In an effort to give "currency" to our mother
tongue and it's "folksy" essence, some of our writers
have taken to attempting to write in a way that mimics or
mirrors African-American speech. This process, at one time
called "dialect," is characteristic not only of
African-American literature, but also characteristic of most of
the literature of African peoples who have been colonialized in
the Western hemisphere whenever diasporan-African writers
attempted to give voice to or be the voice of the particular
people from which they originate.
In
the U.S.A. the most frequently cited paradigm of this process
and style of writing was the "Negro" verse of Paul L.
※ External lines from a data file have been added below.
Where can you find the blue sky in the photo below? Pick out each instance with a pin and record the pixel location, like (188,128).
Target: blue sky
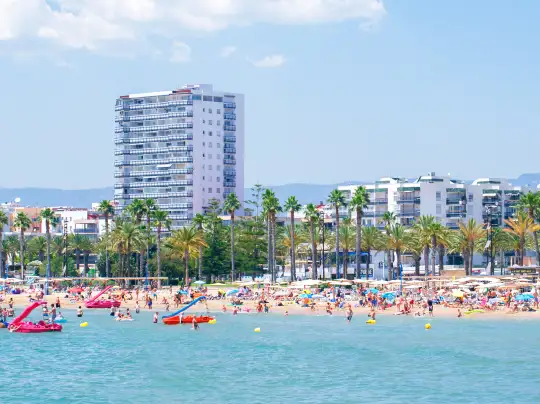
(335,90)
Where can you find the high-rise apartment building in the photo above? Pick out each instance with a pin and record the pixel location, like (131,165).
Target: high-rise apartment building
(181,148)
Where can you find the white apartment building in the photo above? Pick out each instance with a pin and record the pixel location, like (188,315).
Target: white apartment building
(181,147)
(448,200)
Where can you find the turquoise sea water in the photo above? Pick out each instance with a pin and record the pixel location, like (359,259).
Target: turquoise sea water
(293,360)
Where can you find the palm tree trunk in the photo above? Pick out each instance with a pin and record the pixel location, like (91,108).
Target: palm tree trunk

Dunbar. During the Sixties, trying to get down to it, we would
"be" dropping g's and adopting a ditty-bopping style
which was better understood and appreciated when heard than
simply read. The elliptical spelling and speech-like patterns of
Ntozake Shange are probably the best known examples of Seventies
dialect writing. But words change, sounds change, tempo, rhythm
and the gestures associated with talk, all of that changes and,
thus, I suggest that "dialect" alone has only a
surface relationship to the actual quest for the mother tongue,
for an African-American language.
In
the Caribbean and in Central and South America, this process,
the use of "dialect," generally is referred to as
using the local "patois." The patois is generally the
Africanization of the colonial language. What is sometimes
referred to as "Black English" is actually
African-American patois.
In
a context within which the use of African languages was strictly
forbidden (either de jure or de facto) and actively discouraged
by force, our people's use of patois reflects, not, as has been
mistaken by some, the attempt of the ignorant and illiterate to
speak the English (or French or Spanish or Portuguese) language;
rather, the significance of patois is that it reflects the will
of our people to inject our African root and essence into
everything we do and say, and especially into the way we
communicate with each other. Patois, in our case "Black
English," is not the bastard tongue of aliens and slaves
imitating the master. Patois is the affirmation of the African
presence in the Western hemisphere.
Furthermore,
language is not just style, it is not only "how" we
say or write something. What makes one language fundamentally
different from another is not how it sounds, but indeed, its
actual "structure," which is derived from the users'
worldview, i.e., how the users of the language view themselves,
other people and the world. The creation of any language which
is fundamentally different in worldview from the colonial
language is the most subversive act, short of actual revolution,
that any colonized people can conceive and carry out.
Unfortunately,
most of us who are literate in the colonial tongue, especially
those of us who are nonpolitical or apolitical oriented writers,
have generally failed to understand the importance of
establishing the mother tongue. Too many of us as writers have
spent unretrievable time attempting to demonstrate that we had
mastered the colonial language. Thus, much of our
"writing" has an "outside" quality vis-Ö-vis
our own people. We write from the outside looking in, we write
as an observer/voyeur who is explaining to others (those who are
equally "literate" in the colonial language) what
these "people," our own people, are all about. It is
essentially a pimp/peephole act/art.
In
fact, the very act of writing and publishing in the post-chattel
slavery period is often considered a sign that some writer has
"made it," i.e. collaborated with and been accepted by
the colonial master.
A
major part of my search was not for content but for structure,
and this is no simple search. For example, Jean Toomer eschewed
the Euro-centric forms and embraced the patois when he wrote the
prose of Cane. I believe this is the case precisely because
prose is the everyday written usage of language subspectible to
"common," as well as specialized, influences. Prose is
also less literary in the sense that prose as a totality is not
claimed as the province of a select group (i.e. the
intelligentsia).
This
was not always the case, particularly in those historic eras
when writing in toto was the province of a special class. Yet,
what was democratic in the history of writing in American was
prose precisely because industry can not do without prose. They
need manuals and minutes of meetings, records of transactions
and logs detailing merchandise, discoveries, exploits and
military operations. Why else was the slave narrative possible?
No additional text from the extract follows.